Da una parte, infatti, Santa Muerte semplicemente non ha a cuore le sorti dei viventi e si estranea dal mondo terreno; dall’altra Magda, come un diavolo seduto sulla spalla, non compie direttamente i suoi misfatti ma si limita a dare una piccola spinta, a sussurrare all’orecchio e a imbeccare le persone nell’intraprendere azioni che, secondo lei, era già loro intenzione commettere: “All mankind needs to be the monster he truly is, is being told he can”. Scagionate le due divinità, le mostruosità del mondo e dell’animo umano risiedono quindi solo nel cuore degli uomini mortali, nei loro più egoistici desideri e nella loro crudeltà e insofferenza verso il prossimo. A riprova del fatto che, in Penny Dreadful, il male è questione puramente umana, l’unica volta che Magda veramente agisce in prima persona e non si limita a tirare le fila è quando aizza e prende parte alla rivolta dei pachucos nel finale di stagione. In quel momento il demone perde la propria incorruttibilità e diventa più umana, uno status che, nella cosmologia di Penny Dreadful e nella tragedia umana che la serie delineaimplica divenire più cattivi, meschini e crudeli.

Riferimenti bibliografici
N. Molina, Examining Chicana/o History Through a Relational Lens, in “Pacific Historical Review”. 82.4, 2013.

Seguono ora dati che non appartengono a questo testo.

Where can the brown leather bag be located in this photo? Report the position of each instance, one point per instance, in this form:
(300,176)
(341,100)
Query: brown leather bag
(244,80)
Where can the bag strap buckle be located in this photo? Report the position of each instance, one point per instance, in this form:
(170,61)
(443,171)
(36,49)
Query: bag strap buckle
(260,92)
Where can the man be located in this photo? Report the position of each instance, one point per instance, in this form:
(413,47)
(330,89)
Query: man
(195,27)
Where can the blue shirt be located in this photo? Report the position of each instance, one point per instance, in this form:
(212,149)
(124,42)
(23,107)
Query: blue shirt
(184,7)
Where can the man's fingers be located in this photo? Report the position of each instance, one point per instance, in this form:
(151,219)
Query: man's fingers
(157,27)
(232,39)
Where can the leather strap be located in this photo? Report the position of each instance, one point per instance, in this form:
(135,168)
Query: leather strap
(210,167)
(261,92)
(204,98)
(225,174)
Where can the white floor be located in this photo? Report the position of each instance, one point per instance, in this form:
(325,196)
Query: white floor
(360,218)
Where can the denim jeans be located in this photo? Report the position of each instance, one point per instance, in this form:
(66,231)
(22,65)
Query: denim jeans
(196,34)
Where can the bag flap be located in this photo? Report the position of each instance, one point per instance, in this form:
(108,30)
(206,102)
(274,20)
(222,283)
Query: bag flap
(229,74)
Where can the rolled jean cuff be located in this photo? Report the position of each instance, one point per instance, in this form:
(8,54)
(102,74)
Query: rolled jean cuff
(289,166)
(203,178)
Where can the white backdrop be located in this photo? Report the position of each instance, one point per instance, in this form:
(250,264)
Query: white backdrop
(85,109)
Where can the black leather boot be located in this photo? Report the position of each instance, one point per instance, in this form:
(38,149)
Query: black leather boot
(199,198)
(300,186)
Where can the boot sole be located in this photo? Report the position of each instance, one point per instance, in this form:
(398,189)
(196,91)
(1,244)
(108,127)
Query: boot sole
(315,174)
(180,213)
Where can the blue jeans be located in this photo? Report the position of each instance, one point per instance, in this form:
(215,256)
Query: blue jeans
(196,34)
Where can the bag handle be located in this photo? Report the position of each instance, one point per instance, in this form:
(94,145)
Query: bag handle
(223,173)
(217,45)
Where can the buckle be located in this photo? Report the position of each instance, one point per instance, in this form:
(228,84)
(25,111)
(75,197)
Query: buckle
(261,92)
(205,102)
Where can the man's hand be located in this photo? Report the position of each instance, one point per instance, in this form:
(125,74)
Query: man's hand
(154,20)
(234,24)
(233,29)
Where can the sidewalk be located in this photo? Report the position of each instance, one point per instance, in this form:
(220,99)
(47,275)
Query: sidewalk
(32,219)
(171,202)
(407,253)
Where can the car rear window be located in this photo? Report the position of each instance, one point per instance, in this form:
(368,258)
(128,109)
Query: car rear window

N. Romano, Penny Dreadful: City of Angels creator on confronting the horrors of our reality with the finale, in “Entertainment Weekly”, 28 giugno 2020.
A. Soloski, In ‘Penny Dreadful: City of Angels,’ California Dreaming, Darkly, in “The New York Times”, 24 aprile 2020.

Penny Dreadful – City of angels. Ideatore: John Logan; Interpreti: Natalie Dormer, Daniel Zovatto, Kerry Bishé, Adriana Barraza, Micheal Gladis; produzione: Desert Wolf Productions, Aguilar Enternainment, Neal Street Productions; origine: USA, anno: 2020-in produzione.